Problem Description
Given an integer array arr, count the number of triplets (i, j, k) that satisfy 0 <= i < j <= k < arr.length and where the XOR of the subarray from arr[i] to arr[j-1] is equal to the XOR of the subarray from arr[j] to arr[k]. In other words, letting a = arr[i] ^ ... ^ arr[j-1] and b = arr[j] ^ ... ^ arr[k], count the number of triplets where a == b.
Key Insights
- Using the properties of XOR, note that if a ^ b = 0 then a equals b.
- Define a prefix XOR array such that prefix[k] = arr[0] XOR arr[1] XOR ... XOR arr[k-1].
- The condition a == b is equivalent to prefix[i] == prefix[k+1], where i < k+1.

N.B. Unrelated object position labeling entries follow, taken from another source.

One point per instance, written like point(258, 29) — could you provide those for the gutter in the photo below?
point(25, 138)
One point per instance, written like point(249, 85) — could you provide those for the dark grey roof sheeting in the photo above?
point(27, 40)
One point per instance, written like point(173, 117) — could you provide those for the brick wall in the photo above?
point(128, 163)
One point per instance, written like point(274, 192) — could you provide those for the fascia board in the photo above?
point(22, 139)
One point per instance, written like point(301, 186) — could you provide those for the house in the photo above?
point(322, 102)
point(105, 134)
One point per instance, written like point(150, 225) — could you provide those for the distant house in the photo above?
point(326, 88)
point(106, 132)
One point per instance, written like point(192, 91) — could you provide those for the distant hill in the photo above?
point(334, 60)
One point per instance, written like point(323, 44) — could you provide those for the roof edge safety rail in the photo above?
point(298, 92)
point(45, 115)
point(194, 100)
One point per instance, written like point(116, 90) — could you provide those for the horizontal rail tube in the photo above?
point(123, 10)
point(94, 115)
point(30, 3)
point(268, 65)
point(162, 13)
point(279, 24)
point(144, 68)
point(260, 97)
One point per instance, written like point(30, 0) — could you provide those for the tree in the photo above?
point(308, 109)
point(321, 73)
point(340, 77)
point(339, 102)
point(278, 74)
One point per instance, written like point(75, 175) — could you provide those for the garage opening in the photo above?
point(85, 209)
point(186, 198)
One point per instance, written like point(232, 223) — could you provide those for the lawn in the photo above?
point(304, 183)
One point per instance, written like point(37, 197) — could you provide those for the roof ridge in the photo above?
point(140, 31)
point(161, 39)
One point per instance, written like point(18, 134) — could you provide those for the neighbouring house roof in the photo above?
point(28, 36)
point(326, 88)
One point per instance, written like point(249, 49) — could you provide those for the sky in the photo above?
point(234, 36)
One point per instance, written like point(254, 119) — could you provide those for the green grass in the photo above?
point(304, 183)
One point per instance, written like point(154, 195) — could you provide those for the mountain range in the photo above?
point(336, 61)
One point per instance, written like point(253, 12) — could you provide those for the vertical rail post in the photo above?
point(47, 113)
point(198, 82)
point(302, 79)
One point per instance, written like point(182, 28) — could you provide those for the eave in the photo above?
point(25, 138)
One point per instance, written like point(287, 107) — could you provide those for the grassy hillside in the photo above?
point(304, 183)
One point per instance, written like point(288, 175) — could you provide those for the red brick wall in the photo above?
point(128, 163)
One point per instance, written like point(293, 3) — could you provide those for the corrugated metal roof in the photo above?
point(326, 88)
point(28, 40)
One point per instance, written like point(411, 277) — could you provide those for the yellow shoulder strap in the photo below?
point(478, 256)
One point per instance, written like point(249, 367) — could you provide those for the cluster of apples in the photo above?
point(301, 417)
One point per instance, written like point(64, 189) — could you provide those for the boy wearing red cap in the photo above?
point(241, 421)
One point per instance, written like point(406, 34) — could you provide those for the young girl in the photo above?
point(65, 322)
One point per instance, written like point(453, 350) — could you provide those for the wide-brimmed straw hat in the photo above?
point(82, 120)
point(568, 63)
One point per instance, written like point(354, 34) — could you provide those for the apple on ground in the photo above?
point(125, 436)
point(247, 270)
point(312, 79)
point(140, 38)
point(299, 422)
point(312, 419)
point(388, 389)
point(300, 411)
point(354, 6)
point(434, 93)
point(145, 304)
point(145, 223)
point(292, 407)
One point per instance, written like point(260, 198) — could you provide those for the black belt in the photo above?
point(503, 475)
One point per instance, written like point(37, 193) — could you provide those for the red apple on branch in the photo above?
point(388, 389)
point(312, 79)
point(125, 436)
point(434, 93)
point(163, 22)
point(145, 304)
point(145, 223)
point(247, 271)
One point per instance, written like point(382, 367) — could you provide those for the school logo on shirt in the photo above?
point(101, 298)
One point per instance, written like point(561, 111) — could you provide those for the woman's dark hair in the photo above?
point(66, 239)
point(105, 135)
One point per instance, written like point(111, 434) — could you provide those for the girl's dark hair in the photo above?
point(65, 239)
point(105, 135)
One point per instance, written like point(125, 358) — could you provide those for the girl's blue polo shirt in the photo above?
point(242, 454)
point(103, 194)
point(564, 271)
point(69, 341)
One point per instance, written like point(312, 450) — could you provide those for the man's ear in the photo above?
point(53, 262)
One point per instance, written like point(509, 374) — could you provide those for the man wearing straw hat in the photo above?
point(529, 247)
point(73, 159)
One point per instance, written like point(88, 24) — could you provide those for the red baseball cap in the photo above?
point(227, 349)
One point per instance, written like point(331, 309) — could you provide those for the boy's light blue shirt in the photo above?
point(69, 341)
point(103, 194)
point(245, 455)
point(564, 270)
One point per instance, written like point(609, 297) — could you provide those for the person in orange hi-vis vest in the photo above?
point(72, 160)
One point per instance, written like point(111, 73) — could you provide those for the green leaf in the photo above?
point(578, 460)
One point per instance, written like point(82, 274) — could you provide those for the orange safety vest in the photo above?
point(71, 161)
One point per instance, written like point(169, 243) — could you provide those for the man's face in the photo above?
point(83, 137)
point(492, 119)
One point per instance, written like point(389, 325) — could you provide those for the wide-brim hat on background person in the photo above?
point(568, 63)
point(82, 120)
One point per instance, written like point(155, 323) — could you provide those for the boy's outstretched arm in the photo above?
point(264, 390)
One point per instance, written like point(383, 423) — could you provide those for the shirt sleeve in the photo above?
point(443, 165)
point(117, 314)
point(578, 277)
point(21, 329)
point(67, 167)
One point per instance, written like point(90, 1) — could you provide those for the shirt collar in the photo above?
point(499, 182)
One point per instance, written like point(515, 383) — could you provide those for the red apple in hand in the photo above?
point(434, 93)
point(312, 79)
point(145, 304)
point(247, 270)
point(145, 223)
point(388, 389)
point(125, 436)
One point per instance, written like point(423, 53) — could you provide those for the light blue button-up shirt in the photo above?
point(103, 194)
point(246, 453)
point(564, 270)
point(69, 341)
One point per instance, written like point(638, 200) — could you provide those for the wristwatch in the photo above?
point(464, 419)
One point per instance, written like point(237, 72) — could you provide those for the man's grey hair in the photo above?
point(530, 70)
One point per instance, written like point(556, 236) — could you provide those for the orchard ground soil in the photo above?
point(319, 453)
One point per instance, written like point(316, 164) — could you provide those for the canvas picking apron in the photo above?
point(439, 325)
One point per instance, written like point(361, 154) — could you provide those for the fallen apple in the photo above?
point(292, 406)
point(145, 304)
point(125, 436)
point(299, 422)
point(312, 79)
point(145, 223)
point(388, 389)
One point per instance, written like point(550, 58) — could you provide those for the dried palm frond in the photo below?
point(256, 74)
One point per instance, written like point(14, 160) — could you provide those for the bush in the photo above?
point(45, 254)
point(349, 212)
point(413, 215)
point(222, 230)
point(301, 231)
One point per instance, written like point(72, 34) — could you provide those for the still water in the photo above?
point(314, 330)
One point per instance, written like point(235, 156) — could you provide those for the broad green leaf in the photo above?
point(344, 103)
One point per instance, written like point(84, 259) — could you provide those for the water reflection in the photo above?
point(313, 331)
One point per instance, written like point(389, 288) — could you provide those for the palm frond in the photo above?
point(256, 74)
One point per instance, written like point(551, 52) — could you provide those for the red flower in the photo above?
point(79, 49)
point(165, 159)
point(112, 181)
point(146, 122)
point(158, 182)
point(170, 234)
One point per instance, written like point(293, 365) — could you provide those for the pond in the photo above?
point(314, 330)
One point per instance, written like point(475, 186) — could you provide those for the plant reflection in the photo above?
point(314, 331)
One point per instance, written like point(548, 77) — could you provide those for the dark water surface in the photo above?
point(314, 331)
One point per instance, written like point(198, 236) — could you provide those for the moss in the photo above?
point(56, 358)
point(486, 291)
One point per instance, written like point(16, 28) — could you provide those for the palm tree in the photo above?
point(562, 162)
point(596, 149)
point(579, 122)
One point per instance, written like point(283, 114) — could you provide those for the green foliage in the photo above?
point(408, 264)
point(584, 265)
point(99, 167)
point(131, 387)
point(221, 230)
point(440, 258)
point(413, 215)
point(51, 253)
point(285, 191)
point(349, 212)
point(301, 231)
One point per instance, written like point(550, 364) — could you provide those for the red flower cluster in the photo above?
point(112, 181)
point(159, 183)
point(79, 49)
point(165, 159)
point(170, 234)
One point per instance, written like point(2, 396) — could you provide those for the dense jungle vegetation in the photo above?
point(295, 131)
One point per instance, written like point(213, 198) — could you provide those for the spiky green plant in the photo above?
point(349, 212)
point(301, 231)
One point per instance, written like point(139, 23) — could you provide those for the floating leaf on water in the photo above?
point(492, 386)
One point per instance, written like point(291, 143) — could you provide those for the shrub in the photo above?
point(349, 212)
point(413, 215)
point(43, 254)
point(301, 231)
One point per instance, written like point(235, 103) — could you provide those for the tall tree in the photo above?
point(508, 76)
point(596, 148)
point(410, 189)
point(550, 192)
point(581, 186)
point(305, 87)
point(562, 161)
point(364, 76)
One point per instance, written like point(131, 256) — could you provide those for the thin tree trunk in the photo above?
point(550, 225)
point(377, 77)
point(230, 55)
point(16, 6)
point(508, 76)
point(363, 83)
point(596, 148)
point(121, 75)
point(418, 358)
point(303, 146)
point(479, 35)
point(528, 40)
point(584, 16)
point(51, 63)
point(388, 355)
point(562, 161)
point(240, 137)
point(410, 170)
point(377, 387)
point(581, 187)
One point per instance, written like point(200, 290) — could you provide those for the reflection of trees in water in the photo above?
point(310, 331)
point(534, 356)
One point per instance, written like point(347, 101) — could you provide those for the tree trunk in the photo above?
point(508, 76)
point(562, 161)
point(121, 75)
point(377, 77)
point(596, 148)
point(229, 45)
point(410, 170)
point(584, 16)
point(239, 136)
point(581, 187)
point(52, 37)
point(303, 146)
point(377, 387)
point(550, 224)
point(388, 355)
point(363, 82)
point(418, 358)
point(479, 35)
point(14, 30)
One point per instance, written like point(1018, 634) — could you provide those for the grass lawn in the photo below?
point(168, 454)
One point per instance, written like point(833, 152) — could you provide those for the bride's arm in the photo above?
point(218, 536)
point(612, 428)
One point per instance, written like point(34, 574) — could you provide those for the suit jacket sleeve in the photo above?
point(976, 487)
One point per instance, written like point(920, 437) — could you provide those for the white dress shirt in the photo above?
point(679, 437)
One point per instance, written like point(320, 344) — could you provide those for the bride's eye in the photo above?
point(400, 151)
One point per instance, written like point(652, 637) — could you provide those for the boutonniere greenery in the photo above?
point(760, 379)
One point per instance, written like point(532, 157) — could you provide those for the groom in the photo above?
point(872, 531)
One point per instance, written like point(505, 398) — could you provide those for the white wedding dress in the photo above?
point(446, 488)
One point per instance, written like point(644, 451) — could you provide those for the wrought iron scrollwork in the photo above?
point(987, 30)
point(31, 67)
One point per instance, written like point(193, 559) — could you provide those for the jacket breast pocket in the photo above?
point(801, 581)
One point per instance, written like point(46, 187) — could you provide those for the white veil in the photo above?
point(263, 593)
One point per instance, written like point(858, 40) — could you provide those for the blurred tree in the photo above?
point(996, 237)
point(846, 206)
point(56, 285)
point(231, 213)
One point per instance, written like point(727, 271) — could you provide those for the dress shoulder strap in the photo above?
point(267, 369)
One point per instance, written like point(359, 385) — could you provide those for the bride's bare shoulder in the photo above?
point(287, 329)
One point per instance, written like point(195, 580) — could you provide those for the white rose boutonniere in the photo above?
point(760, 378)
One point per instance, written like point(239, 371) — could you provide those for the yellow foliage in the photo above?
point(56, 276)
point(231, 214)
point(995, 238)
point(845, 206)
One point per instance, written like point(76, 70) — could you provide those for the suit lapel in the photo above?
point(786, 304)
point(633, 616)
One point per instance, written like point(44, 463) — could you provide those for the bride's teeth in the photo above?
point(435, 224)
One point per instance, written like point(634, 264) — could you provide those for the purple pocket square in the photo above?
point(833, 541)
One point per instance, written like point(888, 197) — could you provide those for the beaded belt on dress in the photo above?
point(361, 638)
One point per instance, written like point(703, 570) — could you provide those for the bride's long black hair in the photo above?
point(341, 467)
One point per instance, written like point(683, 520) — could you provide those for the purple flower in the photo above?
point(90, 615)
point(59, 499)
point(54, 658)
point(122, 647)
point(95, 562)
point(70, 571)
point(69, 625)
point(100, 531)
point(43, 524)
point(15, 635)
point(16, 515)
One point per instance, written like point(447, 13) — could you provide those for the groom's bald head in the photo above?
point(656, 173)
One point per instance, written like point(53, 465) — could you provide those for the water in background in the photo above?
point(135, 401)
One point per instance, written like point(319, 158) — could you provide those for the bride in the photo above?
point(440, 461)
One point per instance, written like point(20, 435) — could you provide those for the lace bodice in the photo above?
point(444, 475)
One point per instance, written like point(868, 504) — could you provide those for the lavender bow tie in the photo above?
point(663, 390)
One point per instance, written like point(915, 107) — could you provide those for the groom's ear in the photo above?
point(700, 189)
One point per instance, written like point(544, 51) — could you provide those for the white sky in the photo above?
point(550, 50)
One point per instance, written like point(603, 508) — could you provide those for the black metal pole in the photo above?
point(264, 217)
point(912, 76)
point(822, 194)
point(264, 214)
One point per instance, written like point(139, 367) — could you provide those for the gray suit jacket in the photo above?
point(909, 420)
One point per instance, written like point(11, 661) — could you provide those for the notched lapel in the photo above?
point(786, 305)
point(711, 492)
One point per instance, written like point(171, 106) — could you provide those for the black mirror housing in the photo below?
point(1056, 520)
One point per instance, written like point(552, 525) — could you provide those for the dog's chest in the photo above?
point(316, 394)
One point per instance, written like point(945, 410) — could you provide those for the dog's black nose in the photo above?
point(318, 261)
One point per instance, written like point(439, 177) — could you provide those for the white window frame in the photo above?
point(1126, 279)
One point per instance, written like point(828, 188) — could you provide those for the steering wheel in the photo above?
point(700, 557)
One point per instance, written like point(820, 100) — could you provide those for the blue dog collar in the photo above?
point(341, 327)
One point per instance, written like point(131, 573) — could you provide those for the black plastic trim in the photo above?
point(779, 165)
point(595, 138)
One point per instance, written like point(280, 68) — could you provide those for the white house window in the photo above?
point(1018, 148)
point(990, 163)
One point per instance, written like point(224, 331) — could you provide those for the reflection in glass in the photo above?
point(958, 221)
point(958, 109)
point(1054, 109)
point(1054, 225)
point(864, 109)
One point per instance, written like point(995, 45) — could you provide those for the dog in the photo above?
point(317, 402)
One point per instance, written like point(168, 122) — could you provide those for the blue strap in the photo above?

- For any such pair (i, k+1) with equal prefix XOR, any index j with i < j <= k is valid; hence contribution to count is (k - i).
- An O(n^2) solution is feasible given the constraint that the length of arr is at most 300.
Space and Time Complexity
Time Complexity: O(n^2) Space Complexity: O(n) for storing the prefix XOR array
Solution
We use a prefix XOR array to efficiently compute the XOR for any subarray. The key observation is that if we denote prefix[i] as the XOR of all elements before index i, then the XOR of the subarray from i to k is given by prefix[i] XOR prefix[k+1]. For the XOR for subarrays to be equal (i.e., a == b), we require prefix[i] == prefix[k+1]. For each pair of indices (i, k) that satisfy this condition, every index j with i < j <= k gives a valid triplet, contributing (k - i) to our answer. We iterate with two nested loops over possible starting and ending indices and update our running total of valid triplets accordingly.